The next morning was cold and windy. My room had an electric kettle but no cord long enough to reach the power point just above the skirting board. I knelt on the floor to bring some 'holy' water to the boil for my first cup, but went across to GLORIA JEAN'S for the second.
I then wandered along the street taking in the sights of Thirroul (which, I am told, is supposed to mean 'the valley of the cabbage tree palms'). D.H. Lawrence, who wrote his Australian novel Kangaroo while staying in Thirroul in 1922, described the sea around thus, "He liked the sea, the pale green sea of green glass that fell in such cold foam. Ice-fiery, fish-burning. He went out on to the low flat rocks at low tide, skirting the deep pock-holes that were full of brilliantly clear water and delicately-coloured shells, and tiny, crimson anemones. Strangely sea-scooped sharp sea-bitter rock-floor, all wet and sea-savage."

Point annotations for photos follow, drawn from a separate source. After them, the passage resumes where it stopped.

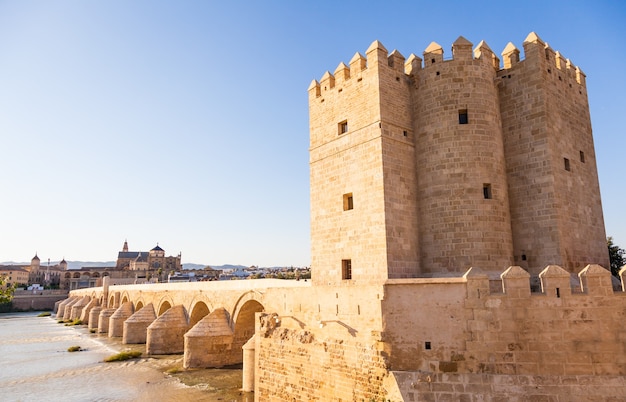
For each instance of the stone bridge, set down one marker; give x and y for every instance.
(209, 322)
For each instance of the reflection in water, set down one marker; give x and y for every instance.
(35, 365)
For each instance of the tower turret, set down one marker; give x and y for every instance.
(462, 194)
(35, 263)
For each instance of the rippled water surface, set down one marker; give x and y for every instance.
(35, 365)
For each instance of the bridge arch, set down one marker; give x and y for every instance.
(198, 311)
(164, 304)
(244, 319)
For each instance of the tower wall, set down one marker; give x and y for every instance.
(463, 199)
(422, 170)
(374, 230)
(552, 174)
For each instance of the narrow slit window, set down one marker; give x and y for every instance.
(487, 191)
(463, 116)
(348, 202)
(343, 127)
(346, 269)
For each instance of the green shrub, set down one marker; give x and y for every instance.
(123, 356)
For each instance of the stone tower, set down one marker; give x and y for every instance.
(424, 169)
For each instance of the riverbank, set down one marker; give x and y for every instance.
(37, 366)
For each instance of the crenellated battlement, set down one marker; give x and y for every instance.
(433, 55)
(593, 280)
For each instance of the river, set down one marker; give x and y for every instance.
(35, 365)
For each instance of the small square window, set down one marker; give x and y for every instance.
(348, 202)
(487, 191)
(463, 116)
(343, 127)
(346, 269)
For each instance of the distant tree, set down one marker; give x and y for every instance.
(6, 292)
(616, 256)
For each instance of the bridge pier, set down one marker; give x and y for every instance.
(94, 313)
(84, 315)
(77, 308)
(166, 334)
(61, 307)
(67, 311)
(248, 365)
(136, 326)
(210, 342)
(116, 321)
(103, 320)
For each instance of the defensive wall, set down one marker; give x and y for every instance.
(455, 338)
(420, 169)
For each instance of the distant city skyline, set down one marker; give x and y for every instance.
(186, 124)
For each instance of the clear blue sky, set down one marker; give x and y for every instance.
(186, 122)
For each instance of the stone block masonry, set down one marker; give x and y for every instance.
(451, 163)
(441, 189)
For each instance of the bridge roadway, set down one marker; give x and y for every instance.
(207, 321)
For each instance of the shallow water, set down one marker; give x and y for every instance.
(35, 365)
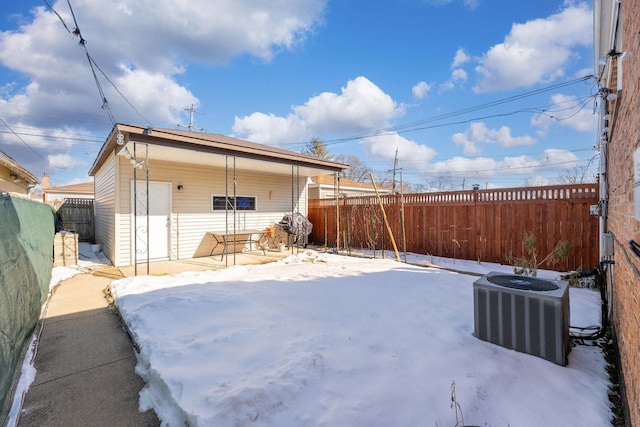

With temperatures in the low teens, I had no difficulty resisting the urge to dive into that 'pale sea of green glass' and instead marvelled at Thirroul's multi-cultural accounting profession.
I was also fascinated by this heavily fortified window display of a second-hand German-made OLYMPIA portable typewriter priced at $50. I had bought the exact-same model forty-five years earlier at Breckwoldts in Kieta on Bougainville Island in New Guinea and for twenty years lugged it through fifteen different countries. If the shop had been open, I would've bought it just for the memories!
Then it was off to the railway station to buy myself another all-you-can-travel $2.50 day ticket on my Senior's Card. After half a dozen Smoky Bacon Flavour crackers - "Made in Hungary"! don't we make ANYTHING anymore in this country? - my train pulled in and I was on my way to Sydney Central.